When I was working closely with elderly men, there’d be the odd pat on the butt while I stood at a sink to wash my hands. One man honked my breast as I was putting him into bed. Once, as I knelt at the feet of one wheelchair-bound man to put his shoes on, he put his palm on the back of my head and pushed me toward his crotch. There was a man who would masturbate in front of nurses. All of these behaviors are horrifying, but the men who were doing them were not fully in control of themselves due to cognitive decline. Sometimes families would be embarrassed or upset by the behavior of their relative, apologizing to nurses, mortified.
I was always reciprocally embarrassed to receive these apologies.
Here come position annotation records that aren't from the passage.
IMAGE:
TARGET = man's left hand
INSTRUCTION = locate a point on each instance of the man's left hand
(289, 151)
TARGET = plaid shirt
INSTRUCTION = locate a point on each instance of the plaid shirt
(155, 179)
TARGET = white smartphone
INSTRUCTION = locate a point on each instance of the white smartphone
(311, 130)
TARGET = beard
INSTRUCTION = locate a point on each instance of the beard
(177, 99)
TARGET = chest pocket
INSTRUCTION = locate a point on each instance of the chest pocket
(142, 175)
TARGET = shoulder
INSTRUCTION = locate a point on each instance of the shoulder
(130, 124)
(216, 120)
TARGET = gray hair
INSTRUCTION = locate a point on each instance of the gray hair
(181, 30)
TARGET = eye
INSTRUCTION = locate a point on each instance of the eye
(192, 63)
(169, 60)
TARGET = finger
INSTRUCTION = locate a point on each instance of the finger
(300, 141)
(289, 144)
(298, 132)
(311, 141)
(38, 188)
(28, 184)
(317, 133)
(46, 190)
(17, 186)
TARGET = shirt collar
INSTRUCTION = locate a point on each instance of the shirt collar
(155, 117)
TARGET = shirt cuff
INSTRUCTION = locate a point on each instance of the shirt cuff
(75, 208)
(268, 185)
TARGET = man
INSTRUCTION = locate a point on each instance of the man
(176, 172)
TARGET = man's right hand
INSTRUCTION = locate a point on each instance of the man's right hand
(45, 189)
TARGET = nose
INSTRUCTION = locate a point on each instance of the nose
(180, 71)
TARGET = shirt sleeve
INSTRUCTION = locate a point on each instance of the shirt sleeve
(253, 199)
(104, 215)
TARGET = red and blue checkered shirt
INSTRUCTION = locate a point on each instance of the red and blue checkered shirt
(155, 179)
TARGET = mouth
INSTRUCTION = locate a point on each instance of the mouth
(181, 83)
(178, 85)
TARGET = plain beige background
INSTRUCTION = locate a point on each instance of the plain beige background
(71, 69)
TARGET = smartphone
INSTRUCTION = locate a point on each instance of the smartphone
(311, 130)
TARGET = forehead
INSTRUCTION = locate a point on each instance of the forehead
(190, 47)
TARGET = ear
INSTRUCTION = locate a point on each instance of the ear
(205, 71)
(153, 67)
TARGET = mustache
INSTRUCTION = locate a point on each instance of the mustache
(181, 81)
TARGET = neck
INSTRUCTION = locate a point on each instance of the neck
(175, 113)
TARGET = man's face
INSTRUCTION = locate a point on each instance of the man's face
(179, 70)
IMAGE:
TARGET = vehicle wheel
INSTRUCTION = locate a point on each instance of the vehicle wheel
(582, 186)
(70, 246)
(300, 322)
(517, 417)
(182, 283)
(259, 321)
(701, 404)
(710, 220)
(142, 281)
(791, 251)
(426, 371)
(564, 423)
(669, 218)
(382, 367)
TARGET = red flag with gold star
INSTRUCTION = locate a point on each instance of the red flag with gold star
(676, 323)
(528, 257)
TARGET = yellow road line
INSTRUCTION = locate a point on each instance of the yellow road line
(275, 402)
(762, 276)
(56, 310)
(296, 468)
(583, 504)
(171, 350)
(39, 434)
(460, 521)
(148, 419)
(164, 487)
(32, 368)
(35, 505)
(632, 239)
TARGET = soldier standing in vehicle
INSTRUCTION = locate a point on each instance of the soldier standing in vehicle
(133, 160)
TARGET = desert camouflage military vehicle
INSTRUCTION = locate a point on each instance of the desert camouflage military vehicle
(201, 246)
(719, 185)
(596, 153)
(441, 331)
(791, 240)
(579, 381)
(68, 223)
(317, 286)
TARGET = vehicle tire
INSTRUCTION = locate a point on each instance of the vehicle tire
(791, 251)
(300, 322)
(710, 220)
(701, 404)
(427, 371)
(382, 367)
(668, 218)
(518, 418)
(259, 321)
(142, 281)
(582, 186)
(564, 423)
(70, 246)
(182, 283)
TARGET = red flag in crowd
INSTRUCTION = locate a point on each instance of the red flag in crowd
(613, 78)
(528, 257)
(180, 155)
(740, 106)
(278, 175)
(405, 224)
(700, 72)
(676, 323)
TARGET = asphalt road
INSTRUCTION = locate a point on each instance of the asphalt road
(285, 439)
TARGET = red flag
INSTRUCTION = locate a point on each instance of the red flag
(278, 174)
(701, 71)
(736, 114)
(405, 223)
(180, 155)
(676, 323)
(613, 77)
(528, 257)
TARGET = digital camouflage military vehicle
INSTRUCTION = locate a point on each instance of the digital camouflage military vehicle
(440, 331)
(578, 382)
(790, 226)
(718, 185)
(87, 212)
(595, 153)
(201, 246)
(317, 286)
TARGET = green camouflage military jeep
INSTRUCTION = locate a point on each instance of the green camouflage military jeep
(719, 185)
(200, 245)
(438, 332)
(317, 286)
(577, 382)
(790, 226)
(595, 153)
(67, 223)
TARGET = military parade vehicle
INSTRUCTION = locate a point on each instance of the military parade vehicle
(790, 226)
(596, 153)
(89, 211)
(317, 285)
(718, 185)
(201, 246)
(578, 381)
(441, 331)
Being on the receiving ends of these behaviors was distressing and upsetting, but it was impossible to tell which of them were from the patient’s own volition and which were due to the decaying state of their minds. There’s no apologizing for behavior that a person can’t help. Some dementia patients are as in control of their impulses as a diabetic is in control of their insulin.
I don’t fault Lind and Grolnick for sharing their stories, but coverage of their stories has reflected a lack of understanding of how advanced age can affect behavior. Women who have been groped by men like George H.W. Bush deserve support and respect. So do the families of people of advanced age, who are often dealing with unpleasant and out-of-character symptoms in a world sorely deficient in empathy.